The heat-dependent transcriptional response of are occurs more rapidly and contains a greater number of unique transcripts. A) Upset plot of temperature-dependent DE genes within each genotype after 75 min heat treatment (105 min total growth). Numbers above bars represent the number of temperature-regulated DE genes that are shared between genotypes connected by lines. Set size refers to the number of DE genes at this specific timepoint for each genotype. B) Biological processes that are significantly enriched in transcripts that are DE at the elevated temperature in the are mutant were determined using String. Groups that were significantly enriched in the are mutant are reported. The number of genes in each group was determined for the other genotypes. Asterisk indicates the groups for which enrichment was significant relative to genome. C) PaLD generated network of 56 genes that were found to be DE in 2 or more genotypes after 75 min heat treatment (105 min total growth) with nodes color coded for each group of like responding transcripts. D) Heatmap of the 56 genes used in the PaLD analysis, with the first column representing the PaLD groups from C) (Khoury et al. 2023). The temperature-dependent log₂FC of these genes was then mapped back to pollen samples taken at the earlier timepoints.

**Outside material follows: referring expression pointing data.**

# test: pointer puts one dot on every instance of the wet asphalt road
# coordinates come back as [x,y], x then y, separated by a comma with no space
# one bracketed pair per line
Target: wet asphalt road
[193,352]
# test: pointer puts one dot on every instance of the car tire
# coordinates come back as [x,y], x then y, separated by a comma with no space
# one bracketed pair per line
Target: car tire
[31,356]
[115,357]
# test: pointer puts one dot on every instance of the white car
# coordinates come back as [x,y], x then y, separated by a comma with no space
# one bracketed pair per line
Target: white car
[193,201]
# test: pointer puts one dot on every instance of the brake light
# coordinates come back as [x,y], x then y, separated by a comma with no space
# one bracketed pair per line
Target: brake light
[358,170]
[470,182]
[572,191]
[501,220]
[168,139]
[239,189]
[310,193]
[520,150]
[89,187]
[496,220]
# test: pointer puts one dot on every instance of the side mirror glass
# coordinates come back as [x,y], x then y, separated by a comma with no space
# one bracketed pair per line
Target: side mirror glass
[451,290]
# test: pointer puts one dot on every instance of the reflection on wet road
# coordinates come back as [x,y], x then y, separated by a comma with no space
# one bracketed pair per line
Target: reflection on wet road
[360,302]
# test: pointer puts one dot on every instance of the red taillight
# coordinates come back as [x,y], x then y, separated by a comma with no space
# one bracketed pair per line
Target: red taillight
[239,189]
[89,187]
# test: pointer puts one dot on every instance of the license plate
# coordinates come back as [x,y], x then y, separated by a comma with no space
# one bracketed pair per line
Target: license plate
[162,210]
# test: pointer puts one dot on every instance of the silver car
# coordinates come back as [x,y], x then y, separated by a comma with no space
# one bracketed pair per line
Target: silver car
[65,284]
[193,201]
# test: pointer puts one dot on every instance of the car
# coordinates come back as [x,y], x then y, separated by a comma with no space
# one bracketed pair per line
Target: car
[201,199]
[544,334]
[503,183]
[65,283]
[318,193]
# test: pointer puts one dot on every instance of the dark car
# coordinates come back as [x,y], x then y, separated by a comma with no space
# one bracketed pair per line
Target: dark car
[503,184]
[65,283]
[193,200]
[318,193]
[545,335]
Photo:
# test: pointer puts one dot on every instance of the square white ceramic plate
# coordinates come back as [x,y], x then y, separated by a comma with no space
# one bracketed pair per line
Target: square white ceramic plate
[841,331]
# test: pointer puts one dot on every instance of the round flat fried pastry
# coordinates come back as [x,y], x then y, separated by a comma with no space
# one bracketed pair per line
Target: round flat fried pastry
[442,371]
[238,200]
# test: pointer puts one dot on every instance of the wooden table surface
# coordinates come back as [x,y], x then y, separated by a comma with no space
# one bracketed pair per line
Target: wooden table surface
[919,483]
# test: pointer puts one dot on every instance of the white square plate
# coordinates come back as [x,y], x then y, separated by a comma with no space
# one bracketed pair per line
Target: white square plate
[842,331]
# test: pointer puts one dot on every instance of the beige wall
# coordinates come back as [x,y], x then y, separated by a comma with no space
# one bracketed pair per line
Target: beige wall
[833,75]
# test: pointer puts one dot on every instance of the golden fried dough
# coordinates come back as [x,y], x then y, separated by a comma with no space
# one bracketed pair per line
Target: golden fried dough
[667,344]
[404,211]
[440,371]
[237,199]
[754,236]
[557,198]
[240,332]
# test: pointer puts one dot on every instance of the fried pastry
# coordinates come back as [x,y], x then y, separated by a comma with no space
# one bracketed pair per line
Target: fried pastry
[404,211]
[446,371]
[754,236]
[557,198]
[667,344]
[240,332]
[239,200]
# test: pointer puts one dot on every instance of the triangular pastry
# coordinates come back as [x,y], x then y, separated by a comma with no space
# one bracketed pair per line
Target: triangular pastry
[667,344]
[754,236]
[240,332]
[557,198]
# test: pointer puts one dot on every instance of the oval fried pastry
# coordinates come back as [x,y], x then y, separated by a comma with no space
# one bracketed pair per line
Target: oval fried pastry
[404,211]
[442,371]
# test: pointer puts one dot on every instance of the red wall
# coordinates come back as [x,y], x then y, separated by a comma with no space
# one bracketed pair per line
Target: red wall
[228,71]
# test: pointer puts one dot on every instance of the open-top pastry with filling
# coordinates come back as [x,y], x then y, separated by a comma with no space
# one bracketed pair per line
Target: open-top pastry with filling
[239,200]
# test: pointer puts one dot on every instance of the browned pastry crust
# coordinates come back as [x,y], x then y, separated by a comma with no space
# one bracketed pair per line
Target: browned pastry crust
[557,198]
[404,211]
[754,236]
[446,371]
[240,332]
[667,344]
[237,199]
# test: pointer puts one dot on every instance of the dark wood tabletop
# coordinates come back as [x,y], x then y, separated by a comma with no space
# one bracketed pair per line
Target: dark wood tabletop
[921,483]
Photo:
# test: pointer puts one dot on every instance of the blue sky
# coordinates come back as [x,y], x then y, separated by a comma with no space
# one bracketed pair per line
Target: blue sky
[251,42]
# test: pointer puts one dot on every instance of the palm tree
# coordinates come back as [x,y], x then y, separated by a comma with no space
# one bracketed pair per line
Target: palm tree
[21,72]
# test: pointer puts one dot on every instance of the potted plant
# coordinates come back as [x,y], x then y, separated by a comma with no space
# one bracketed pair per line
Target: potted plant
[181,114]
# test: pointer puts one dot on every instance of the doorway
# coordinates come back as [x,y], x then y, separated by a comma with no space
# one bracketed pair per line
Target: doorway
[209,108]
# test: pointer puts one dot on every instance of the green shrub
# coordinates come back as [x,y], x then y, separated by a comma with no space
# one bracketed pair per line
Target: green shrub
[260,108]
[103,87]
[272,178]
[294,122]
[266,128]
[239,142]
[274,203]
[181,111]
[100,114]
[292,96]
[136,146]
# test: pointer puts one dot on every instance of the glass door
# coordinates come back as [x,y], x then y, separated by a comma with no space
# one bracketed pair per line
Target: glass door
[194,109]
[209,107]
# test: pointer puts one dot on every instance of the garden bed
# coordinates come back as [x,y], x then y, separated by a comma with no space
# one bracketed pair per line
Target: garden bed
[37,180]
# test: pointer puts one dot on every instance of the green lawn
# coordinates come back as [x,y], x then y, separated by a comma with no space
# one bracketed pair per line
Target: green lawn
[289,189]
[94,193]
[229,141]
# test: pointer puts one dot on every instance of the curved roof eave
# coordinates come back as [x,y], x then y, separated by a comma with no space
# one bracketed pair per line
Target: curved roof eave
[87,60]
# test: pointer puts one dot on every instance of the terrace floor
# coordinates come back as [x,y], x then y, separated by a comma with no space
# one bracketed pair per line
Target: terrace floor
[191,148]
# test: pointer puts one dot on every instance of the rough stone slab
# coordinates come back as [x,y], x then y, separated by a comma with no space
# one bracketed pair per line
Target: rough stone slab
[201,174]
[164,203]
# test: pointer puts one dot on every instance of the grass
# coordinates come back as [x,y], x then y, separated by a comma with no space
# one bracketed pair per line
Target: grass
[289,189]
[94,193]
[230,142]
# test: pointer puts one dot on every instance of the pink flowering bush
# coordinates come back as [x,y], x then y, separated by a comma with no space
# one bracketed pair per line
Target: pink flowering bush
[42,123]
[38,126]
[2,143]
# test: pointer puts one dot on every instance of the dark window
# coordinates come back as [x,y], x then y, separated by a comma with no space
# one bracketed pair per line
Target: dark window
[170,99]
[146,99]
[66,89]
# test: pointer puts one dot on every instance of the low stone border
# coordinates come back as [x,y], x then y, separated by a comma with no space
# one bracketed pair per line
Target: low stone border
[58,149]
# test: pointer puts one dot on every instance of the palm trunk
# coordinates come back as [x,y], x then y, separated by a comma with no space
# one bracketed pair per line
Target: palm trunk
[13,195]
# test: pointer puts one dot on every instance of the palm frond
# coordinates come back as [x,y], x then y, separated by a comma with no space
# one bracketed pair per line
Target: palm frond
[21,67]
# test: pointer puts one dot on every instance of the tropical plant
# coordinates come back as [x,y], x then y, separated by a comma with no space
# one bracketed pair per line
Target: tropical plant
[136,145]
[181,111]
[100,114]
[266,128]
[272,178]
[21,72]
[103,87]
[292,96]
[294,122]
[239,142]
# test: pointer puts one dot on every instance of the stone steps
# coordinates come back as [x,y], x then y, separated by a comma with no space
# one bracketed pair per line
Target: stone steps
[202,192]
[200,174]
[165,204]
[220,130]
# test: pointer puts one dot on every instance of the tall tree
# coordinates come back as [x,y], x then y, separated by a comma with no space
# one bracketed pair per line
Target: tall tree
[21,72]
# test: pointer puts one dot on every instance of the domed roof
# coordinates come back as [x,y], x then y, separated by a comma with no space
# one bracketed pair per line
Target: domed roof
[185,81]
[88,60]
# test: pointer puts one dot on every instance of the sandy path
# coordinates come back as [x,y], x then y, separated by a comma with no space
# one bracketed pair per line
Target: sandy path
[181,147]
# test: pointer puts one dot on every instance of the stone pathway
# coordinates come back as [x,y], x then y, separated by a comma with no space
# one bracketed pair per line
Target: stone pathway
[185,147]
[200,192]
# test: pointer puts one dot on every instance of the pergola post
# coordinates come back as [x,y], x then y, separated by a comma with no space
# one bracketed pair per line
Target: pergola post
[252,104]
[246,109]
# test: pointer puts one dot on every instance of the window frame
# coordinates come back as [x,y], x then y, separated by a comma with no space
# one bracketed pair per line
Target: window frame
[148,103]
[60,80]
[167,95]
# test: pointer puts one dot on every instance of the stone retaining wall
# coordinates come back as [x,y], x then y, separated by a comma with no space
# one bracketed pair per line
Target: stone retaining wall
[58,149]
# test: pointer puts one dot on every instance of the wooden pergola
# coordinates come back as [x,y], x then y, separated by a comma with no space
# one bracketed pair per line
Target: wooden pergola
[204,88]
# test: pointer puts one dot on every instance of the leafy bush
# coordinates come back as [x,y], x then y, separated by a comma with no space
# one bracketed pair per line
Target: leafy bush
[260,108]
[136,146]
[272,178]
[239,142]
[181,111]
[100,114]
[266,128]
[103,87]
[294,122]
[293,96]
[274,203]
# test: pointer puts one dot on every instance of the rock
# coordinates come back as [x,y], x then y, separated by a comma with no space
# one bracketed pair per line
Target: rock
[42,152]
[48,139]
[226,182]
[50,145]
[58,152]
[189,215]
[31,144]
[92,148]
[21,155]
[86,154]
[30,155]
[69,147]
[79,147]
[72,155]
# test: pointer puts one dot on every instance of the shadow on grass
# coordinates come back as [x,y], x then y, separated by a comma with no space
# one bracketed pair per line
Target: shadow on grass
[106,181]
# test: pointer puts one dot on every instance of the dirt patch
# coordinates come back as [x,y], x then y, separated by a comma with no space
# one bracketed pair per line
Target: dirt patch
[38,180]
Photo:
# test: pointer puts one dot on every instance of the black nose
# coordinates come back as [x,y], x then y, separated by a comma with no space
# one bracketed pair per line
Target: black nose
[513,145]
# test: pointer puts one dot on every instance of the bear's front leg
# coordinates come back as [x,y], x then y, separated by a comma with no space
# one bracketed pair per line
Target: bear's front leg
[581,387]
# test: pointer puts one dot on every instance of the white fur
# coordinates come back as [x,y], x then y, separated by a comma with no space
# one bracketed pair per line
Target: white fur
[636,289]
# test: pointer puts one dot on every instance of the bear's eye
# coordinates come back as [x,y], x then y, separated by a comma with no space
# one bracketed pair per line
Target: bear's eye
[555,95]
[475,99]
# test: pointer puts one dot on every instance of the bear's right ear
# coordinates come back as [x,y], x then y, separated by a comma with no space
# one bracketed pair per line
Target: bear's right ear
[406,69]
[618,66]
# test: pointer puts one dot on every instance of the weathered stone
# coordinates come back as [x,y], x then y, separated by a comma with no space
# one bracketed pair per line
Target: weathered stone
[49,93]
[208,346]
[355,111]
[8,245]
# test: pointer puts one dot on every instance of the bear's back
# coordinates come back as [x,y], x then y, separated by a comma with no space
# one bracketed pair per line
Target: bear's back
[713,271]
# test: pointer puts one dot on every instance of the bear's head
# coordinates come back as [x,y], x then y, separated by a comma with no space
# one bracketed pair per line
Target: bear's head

Gray boxes represent no detected expression at that timepoint.

Figure 14.

The are mutant displays an upregulated heat response even at optimal temperatures. Heatmap of the 36 genes encoding heat shock factors that were found between are and VF36 at 28 °C. log₂FC of are relative to VF36 for these genes was then mapped back to pollen samples taken at the earlier timepoints. Genes are ranked by highest logFC in are at the 75 min timepoint (105 min total growth). Gray boxes represent no detected expression at that timepoint.